'We want an app' is usually the wrong question. The right one: what behaviour are we enabling? For 80% of small businesses a PWA is cheaper, faster to ship and more effective than a native app. When to choose what — with numbers.
1. What a PWA actually is (no buzzwords)
A Progressive Web App is a website that behaves like an app: installable on the home screen, works offline, push notifications, native-like UI. One codebase for iOS, Android and web. No App Store needed — visitor taps 'Add to home screen'.
2. Cost comparison (realistic 2026 ranges)

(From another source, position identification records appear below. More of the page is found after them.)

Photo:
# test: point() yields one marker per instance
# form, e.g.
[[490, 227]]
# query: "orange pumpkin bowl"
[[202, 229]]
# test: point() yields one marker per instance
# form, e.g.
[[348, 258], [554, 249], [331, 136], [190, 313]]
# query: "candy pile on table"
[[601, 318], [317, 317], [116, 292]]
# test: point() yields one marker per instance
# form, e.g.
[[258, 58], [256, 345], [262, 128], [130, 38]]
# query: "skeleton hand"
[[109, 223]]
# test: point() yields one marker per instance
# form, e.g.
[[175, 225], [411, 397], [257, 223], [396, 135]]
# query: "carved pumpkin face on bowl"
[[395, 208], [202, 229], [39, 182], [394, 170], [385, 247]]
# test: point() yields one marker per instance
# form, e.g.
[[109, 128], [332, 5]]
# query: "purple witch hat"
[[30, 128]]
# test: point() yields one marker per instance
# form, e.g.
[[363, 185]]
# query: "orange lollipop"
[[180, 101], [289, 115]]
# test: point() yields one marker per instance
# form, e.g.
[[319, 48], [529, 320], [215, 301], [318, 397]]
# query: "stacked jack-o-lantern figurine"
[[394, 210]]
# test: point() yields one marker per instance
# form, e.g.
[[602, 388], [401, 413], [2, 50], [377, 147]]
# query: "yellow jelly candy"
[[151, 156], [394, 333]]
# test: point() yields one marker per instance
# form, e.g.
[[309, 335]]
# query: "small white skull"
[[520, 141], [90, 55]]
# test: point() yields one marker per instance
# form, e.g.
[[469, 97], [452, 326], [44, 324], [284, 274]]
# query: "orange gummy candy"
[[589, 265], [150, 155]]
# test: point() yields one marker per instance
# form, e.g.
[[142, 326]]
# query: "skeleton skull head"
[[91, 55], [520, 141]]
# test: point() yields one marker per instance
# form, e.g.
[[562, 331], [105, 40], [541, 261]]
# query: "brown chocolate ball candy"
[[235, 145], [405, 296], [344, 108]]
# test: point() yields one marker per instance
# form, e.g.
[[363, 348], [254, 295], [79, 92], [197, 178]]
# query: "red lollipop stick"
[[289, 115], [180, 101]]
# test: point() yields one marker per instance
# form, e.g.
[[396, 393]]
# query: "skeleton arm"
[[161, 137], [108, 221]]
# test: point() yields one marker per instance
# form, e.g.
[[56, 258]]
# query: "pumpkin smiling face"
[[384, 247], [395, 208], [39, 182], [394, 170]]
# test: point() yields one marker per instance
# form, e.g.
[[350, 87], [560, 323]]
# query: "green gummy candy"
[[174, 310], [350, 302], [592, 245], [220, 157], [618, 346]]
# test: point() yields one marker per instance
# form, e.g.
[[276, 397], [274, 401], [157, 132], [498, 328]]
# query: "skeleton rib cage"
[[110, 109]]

- PWA (1 codebase): €8,000–25,000 build · €0–500/month maintenance
- Native (iOS + Android, 2 codebases): €40,000–120,000 build · €1,500–4,000/month
- Cross-platform (React Native/Flutter): €20,000–60,000 build · €800–2,000/month
3. When a PWA is enough (most small businesses)
- Order / book / reserve via your site
- Client portal with invoices, projects, tickets
- Webshop with checkout
- Loyalty program, discount codes, push notifications for offers
- Dashboard for internal workflows
4. When you actually need native
- Bluetooth/NFC/hardware integration that doesn't work via web on iOS
- Continuous background tracking (sports apps, GPS routes for hours)
- App Store as marketing channel (B2C product with search volume in the Store itself)
- Apple/Google Pay native integration in high-volume checkout flows
5. The hidden App Store costs
Native app means: Apple Developer account (€99/year), Google Play (€25 one-time), 15-30% commission on in-app payments, 3-7 day review cycles for every update, and broken app versions on major OS releases (twice a year). PWAs don't have that — push as often as you want.
6. The installation paradox
Many small business owners think 'an app feels more professional than a website.' But 70% of native apps that visitors download get deleted within 7 days. PWAs have no install friction: one tap, no app store, no 50MB download. For small business use that's an advantage, not a disadvantage.
7. How we usually advise
Start with a PWA. Measure for 6 months how often users install it, how often they return, what they miss. If a real hardware blocker or significant App Store demand emerges — then native. Building on gut feeling ('customers want an app') leads to expensive projects nobody uses.